Important ketamine side effects and interactions
Besides increases in blood pressure and heart rate previously mentioned, hypotension and bradycardia are occasionally seen. Diplopia and nystagmus are often seen following ketamine administration. Concerns about ketamine related increases in intraocular pressure (IOP) have been largely disproven although higher doses of ketamine (6 milligrams per kilogram or greater) can result in slightly increased IOP.
Enhanced skeletal muscle tone in some patients given ketamine can appear as tonic-clonic movements and may be mistaken for seizures. Of note, these movements do not imply an emergence from anesthesia or a need for additional ketamine.
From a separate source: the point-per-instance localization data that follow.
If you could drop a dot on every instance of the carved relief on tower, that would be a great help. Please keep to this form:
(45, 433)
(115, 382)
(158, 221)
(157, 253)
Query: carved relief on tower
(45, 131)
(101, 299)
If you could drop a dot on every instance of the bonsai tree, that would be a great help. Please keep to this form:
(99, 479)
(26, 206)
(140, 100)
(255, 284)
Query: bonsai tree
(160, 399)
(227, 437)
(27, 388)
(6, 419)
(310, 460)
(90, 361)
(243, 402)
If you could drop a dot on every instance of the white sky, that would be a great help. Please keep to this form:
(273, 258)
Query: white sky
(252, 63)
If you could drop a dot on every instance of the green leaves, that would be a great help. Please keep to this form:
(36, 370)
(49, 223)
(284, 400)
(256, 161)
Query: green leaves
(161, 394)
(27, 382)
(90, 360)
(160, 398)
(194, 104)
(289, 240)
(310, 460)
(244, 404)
The effects of ketamine on intracranial pressure (ICP) were examined in a 2014 literature review that found no evidence to support ketamine increases ICP in sedated and mechanically ventilated severe traumatic brain injury (TBI) patients and some evidence to suggest ketamine may lower ICP in selected TBI patients. Ketamine is less likely than other anesthetic agents to induce vomiting.
Currently, there are no drug interactions of concern to EMS providers. Ketamine may interfere with urine drug screen testing for phencyclidine (PCP), resulting in false-positives.
Ketamine average costs (U.S.)
- 10 mg/mL (20 mL vial) generic ketamine
- EMS Service cost: $17.78 each
- Large Hospital cost: $11.11
- 100 mg/mL (5 mL vial) generic ketamine
- EMS Service cost: $9.78 each
- Large Hospital cost: $6.08
References
1. Lexicomp: Wolters Kluwer Health, Hudson, Ohio (accessed July, 2015).
2. Albany Medical Center Pharmacy, Albany, New York.
3. Zeiler FA, Teitelbaum J, West M, Gillman LM. The ketamine effect on ICP in traumatic brain injury. Neurocrit Care. 2014;21:163-173.